I knew that I would have to prepare for the great deed, so I contacted an old friend in Manchester who worked with firearms. He was delighted to see me, and we had a good time out drinking. He loved handguns and was delighted that I was interested in acquiring a licence for one (I had not told him what for). With his help, I chose a Luger, acquired the licence and the ammunition, and returned home to London to prepare for the deed.

My deductions told me that I would be able to catch him unawares on the day of his birthday, and that I would need to be reasonably disguised so that he wouldn’t be able to easily tell who I was. 

On June 18, the day of his birthday and the great deed, I set out for the pub where I knew he would be just after 2:30am, which I knew would be about half an hour before he left. I still wasn’t suitably disguised, when I saw an old, unkempt tramp sitting up under a sleeping bag across the street. I strode towards him, but before he had even fully extended his arm, hopeful for some change, I had kicked him in the head. I kept kicking him until he keeled over sideways, dead. My eyes flamed and glittered with hatred as I stole his jacket and jeans and pulled them on over my own clothes, pulled his body into a nearby alley. I went back, pulled the tramp’s sleeping bag over myself, pulled out the Luger and loaded it, and waited. 
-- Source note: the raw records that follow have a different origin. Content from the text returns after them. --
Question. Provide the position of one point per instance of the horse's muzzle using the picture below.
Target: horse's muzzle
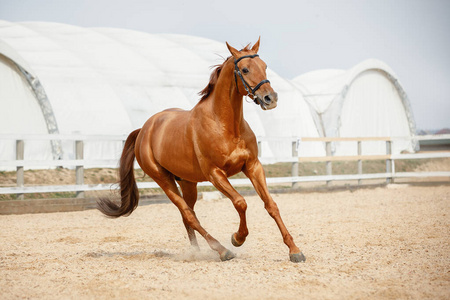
(267, 101)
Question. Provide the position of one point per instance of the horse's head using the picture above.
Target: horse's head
(250, 77)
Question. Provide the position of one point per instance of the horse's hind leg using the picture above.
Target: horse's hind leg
(189, 190)
(166, 181)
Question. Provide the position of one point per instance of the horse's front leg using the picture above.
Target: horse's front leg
(255, 172)
(219, 179)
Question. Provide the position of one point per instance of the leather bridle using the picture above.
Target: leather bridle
(250, 91)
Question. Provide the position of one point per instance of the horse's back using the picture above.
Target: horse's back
(165, 139)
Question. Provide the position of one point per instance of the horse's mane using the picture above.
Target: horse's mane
(212, 81)
(215, 76)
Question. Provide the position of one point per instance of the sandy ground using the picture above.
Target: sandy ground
(383, 243)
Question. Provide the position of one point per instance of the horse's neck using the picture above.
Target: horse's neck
(227, 104)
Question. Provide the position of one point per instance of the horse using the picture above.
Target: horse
(211, 142)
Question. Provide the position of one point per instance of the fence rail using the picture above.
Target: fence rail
(80, 163)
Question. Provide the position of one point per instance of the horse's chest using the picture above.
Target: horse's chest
(234, 156)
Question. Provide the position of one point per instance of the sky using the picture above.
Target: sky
(297, 36)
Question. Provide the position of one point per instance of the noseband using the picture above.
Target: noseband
(250, 91)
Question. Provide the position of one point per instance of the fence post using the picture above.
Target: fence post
(294, 168)
(20, 147)
(259, 148)
(359, 162)
(79, 171)
(328, 165)
(389, 179)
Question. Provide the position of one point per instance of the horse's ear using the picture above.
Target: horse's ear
(233, 51)
(255, 47)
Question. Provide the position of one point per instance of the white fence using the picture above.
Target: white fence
(79, 163)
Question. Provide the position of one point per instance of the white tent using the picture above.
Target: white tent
(365, 101)
(58, 78)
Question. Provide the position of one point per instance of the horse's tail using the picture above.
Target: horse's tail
(128, 188)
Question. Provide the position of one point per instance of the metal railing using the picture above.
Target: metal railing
(79, 163)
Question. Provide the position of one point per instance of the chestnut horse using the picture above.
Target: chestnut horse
(208, 143)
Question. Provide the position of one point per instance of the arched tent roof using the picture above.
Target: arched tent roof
(110, 81)
(366, 100)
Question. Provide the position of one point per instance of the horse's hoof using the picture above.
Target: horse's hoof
(297, 257)
(234, 242)
(227, 255)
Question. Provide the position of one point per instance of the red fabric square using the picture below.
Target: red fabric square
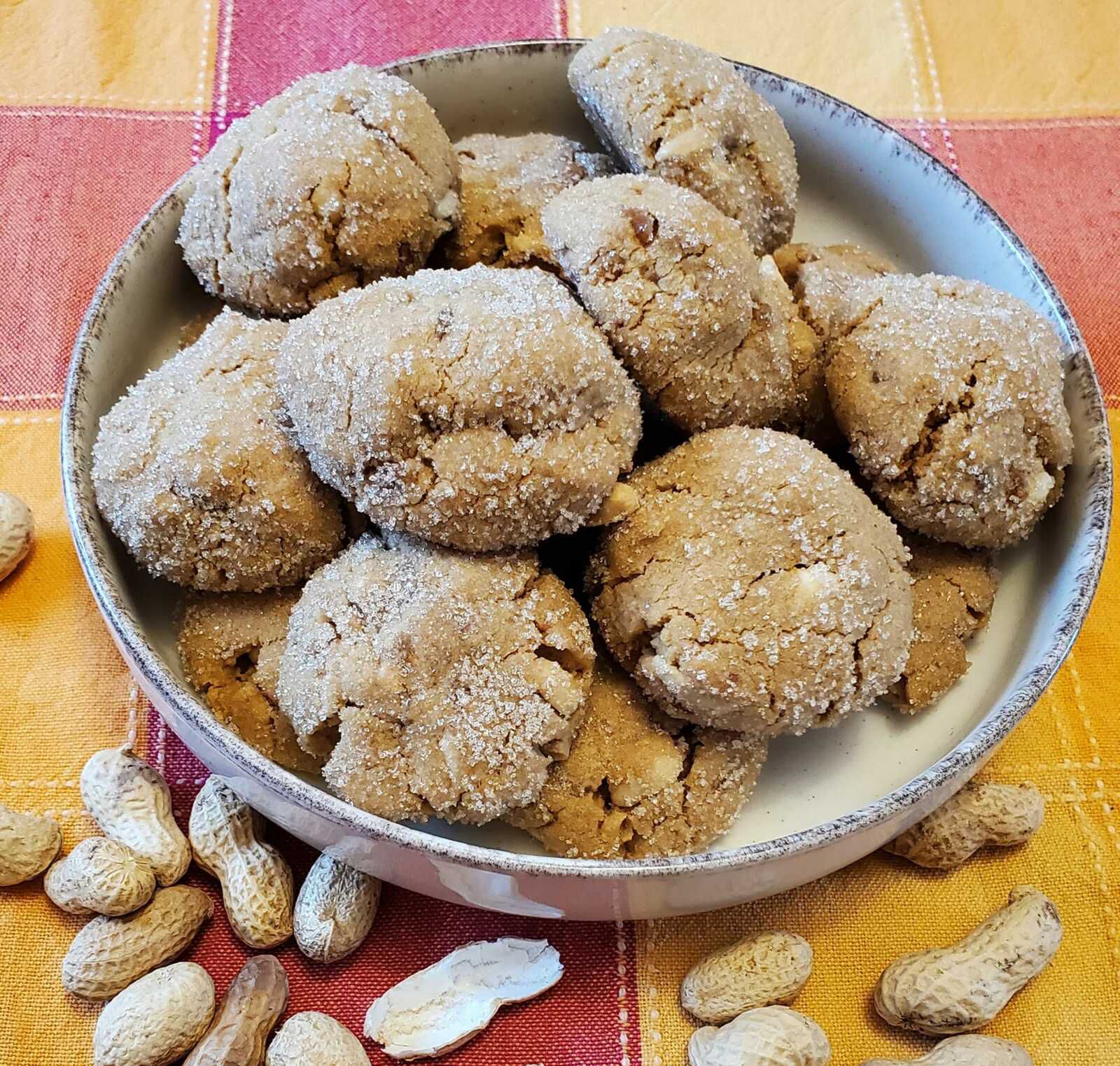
(270, 44)
(73, 187)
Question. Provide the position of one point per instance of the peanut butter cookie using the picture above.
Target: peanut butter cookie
(453, 681)
(673, 110)
(481, 409)
(194, 472)
(950, 395)
(505, 181)
(344, 177)
(709, 332)
(638, 783)
(231, 646)
(953, 594)
(755, 588)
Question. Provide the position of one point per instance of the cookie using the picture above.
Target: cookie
(453, 681)
(953, 594)
(505, 181)
(820, 276)
(230, 645)
(638, 783)
(481, 409)
(194, 472)
(755, 588)
(949, 393)
(710, 332)
(344, 177)
(673, 110)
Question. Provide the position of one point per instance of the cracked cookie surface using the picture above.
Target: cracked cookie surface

I waited for a little over 20 minutes, then I suddenly heard him say goodnight to his friends at the door of the pub. Soon he emerged and began staggering down the road, past me. I threw the sleeping bag off and pounced at him, pointing the gun to his head. ‘Any regrets?’ I said coldly. The moonlight illuminated his face as he replied in a terrified shriek ‘Sleeping with your wife!’ A mirthless smile curled my lips as I said ‘Too late.’ Pulling the trigger, I shot him once in the head and once in the chest, and Benjamin Luton moved no more. 

And as I sit here in the back of the police car, I feel a sense of satisfaction that justice has been done upon him, and that no one shall ever forget the righteous actions of Luke Shephard.